First, we need to find the derivative of the function \(g(t)\). Since we have a product of two functions, we should use the product rule: \((fg)' = f'g + fg'\). In our case, we have \(f(t) = t^2\) and \(g(t) = \ln t\). Therefore, we need to find the derivatives of these two functions. For \(f(t)\), we have \(f'(t) = 2t\). For \(g(t)\), we have \(g'(t) = \frac{1}{t}\). Now we can apply the product rule to find the derivative of \(g(t)\): \(g'(t) = f'(t)g(t) + f(t)g'(t) = 2t(\ln t) + t^2\left(\frac{1}{t}\right)\).

Now, let's simplify the expression we found in step 1: \(g'(t) = 2t\ln t + t^2\left(\frac{1}{t}\right) = 2t\ln t + t\).

Recall that critical numbers are the points where the derivative is either zero or does not exist. Let's analyze the derivative we found in step 2: \(g'(t) = 2t\ln t + t\) The natural logarithm function \(\ln t\) is not defined for \(t \leq 0\), so we only need to check for the zeros of the function, as the function is differentiable for all \(t > 0\).

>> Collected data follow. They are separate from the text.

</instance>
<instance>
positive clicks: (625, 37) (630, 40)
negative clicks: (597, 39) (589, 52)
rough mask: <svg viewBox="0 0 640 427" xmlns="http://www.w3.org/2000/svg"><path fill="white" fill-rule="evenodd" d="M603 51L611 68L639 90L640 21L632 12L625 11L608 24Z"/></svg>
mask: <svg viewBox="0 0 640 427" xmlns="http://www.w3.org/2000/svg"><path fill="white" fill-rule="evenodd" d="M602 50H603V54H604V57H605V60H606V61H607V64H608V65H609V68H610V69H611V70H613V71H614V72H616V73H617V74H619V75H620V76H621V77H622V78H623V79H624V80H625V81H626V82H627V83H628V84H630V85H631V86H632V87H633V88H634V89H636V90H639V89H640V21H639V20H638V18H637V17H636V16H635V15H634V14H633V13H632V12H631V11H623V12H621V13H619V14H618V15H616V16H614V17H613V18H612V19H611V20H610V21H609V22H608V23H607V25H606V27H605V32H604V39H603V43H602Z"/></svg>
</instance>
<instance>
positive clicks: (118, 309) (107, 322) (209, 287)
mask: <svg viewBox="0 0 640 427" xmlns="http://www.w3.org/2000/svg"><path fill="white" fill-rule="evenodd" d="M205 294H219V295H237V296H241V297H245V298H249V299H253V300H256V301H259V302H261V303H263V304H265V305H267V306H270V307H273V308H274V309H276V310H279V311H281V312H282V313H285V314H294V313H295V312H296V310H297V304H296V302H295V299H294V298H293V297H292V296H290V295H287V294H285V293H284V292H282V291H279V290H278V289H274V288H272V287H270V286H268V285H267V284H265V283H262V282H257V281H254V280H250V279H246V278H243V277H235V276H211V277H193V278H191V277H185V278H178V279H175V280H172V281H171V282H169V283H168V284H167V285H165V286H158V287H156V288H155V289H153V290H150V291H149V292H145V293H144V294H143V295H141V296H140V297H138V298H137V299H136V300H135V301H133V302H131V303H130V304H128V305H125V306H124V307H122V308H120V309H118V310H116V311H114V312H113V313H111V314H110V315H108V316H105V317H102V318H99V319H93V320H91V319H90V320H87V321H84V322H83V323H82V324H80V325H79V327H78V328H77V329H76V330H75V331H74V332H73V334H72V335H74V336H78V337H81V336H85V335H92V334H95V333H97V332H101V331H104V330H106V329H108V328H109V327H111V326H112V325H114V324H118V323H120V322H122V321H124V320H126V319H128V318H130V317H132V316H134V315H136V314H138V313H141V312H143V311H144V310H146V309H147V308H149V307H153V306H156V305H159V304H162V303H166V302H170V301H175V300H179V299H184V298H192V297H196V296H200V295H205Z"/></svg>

We want to solve the equation \(g'(t) = 0\) for \(t\): \(2t\ln t + t = 0\) To solve this equation, let's factor out a \(t\) from both terms: \(t(2\ln t + 1) = 0\) This equation has two solutions: \(t = 0\) and \(2\ln t + 1 = 0\). However, since the natural logarithm function is not defined for \(t \leq 0\), the first solution is not a critical number. Let's solve the second equation: \(2\ln t + 1 = 0 \implies \ln t = -\frac{1}{2}\) By the definition of the natural logarithm function, we have: \(t = e^{-\frac{1}{2}}\) So, we found one critical number: \(t = e^{-\frac{1}{2}}\). Thus, the critical number of the function \(g(t) = t^2\ln t\) is \(t = e^{-\frac{1}{2}}\).